2003 Committee Charter : FCS
CHARTER OF THE NOMINATING AND GOVERNANCE COMMITTEE
The nominating and governance committee is appointed by the board of directors (1) to assist the board by identifying individuals qualified to become board members, and to recommend to the board the director nominees for the next annual meeting of stockholders; (2) to recommend to the board the Corporate Governance Guidelines applicable to the company; (3) to lead the board in its annual review of the board's performance; and (4) to recommend to the board director nominees for each committee.
The committee shall consist of no fewer than three members. The members of the committee shall meet the independence requirements of the New York Stock Exchange. The members of the committee shall be appointed and replaced by the board.
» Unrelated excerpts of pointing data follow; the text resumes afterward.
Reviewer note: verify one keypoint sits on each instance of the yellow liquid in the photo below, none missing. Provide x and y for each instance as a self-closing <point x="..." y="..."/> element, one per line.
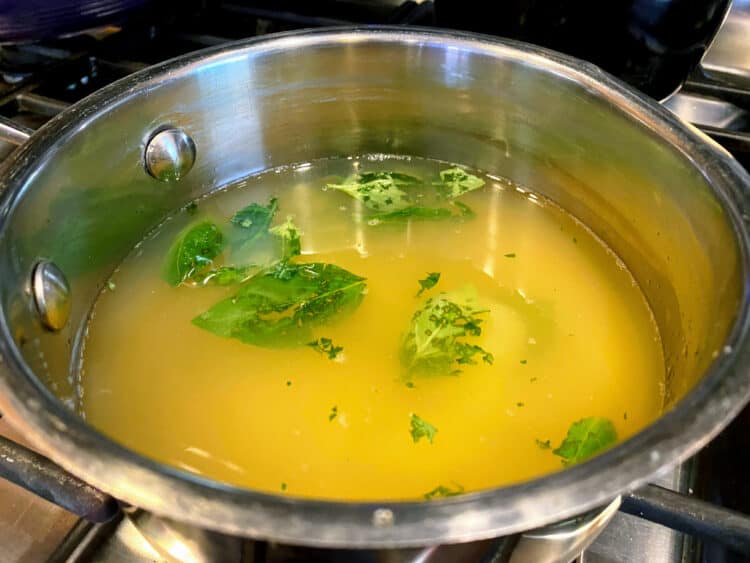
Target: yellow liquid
<point x="571" y="333"/>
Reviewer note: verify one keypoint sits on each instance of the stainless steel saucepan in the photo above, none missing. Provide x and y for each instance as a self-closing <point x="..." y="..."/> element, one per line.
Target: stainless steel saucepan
<point x="90" y="184"/>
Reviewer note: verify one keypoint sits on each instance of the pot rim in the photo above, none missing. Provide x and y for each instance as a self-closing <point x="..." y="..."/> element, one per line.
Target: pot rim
<point x="167" y="491"/>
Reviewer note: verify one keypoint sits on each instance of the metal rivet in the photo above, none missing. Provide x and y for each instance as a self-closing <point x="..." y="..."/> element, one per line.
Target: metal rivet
<point x="170" y="154"/>
<point x="382" y="518"/>
<point x="51" y="293"/>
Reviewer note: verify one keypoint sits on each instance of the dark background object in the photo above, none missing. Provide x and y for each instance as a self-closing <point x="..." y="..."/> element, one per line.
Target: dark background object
<point x="33" y="20"/>
<point x="651" y="44"/>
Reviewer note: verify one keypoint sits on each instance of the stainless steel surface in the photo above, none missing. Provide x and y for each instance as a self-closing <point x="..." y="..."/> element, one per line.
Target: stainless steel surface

Committee Authority and Responsibilities
1. The committee shall have the sole authority to retain and terminate any search firm to be used to identify director candidates and shall have sole authority to approve the search firm's fees and other retention terms. The committee shall also have authority to obtain advice and assistance from internal or external legal, accounting or other advisors.
2. The committee shall lead the board in developing criteria for selecting new directors, and shall, as necessary, actively seek individuals qualified to become board members for recommendation to the board.
3. The committee shall receive comments from all directors and report annually to the board with an assessment of the board's performance, to be discussed with the full board following the end of each fiscal year.
4. As part of its leadership role in shaping the corporate governance of the company, the committee shall monitor and periodically report to the board on the effectiveness of the board's committee structure, communication between management and the board, the performance of management in implementing board directives, and other issues considered by the committee to be relevant in assessing the company's governance.
5. The committee shall review and reassess the adequacy of the Corporate Governance Guidelines of the company and recommend any proposed changes to the board for approval.
6. The committee may form and delegate authority to subcommittees when appropriate.
7. The committee shall make regular reports to the board.
8. The committee shall review and reassess the adequacy of this charter annually and recommend any proposed changes to the board for approval. The nominating and governance committee shall annually review its own performance.
9. The committee shall make an annual report to the board of directors on succession planning for the chief executive officer and senior management of the company.